Sydney Rieckhoff, a Cedar Rapids fourth grader and "kid reporter" for Scholastic News, has posed questions to seven Republican and Democratic presidential hopefuls as they've campaigned across Iowa this year. But when she approached the 27-year-old Chelsea after a campaign event Sunday, she got a different response.
"Do you think your dad would be a good 'first man' in the White House?" Sydney asked, but Chelsea brushed her question aside.
"I'm sorry, I don't talk to the press and that applies to you, unfortunately. Even though I think you're cute," Chelsea told the pint-sized journalist.
Such is the paradox of Chelsea as she campaigns across Iowa in the closing days before the state's caucuses Jan. 3.
Tall and attractive, Chelsea cuts an impressive figure on the campaign trail; she plunges enthusiastically into the crowd after her mother's speeches, shaking hands and posing for pictures while asking, "Are you going to caucus for my mom?"
But onstage, Chelsea never speaks; she stands next to her mother and applauds but utters not a single sentence and doesn't even say hello. And reporters covering the campaign have been put on notice that Chelsea is not available to speak to them. An aide follows the former first daughter as she works the crowd, shushing reporters who approach her and try to ask any questions.
Famously protective of their daughter's privacy, Bill and Hillary Clinton have taken pains to shield Chelsea from the harsh glare and rough edges of presidential politics.
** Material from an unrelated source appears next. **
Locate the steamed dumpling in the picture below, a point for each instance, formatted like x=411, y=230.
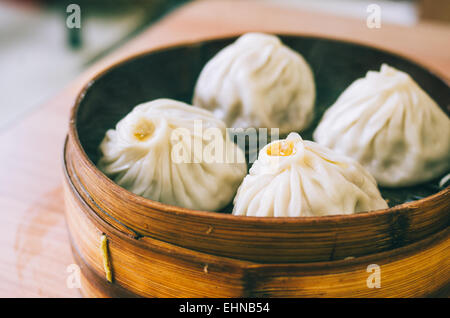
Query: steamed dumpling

She stayed largely absent from her mother's campaign until December, when she made her first visit to Iowa.
For her part, Sydney looked a bit crestfallen after Chelsea turned her away. But luckily for Hillary Clinton, Sydney's mother has made up her mind to caucus for the former first lady.
"I like her position on family values and health care. And I think it's time we have a female president," Robyn Rieckhoff said.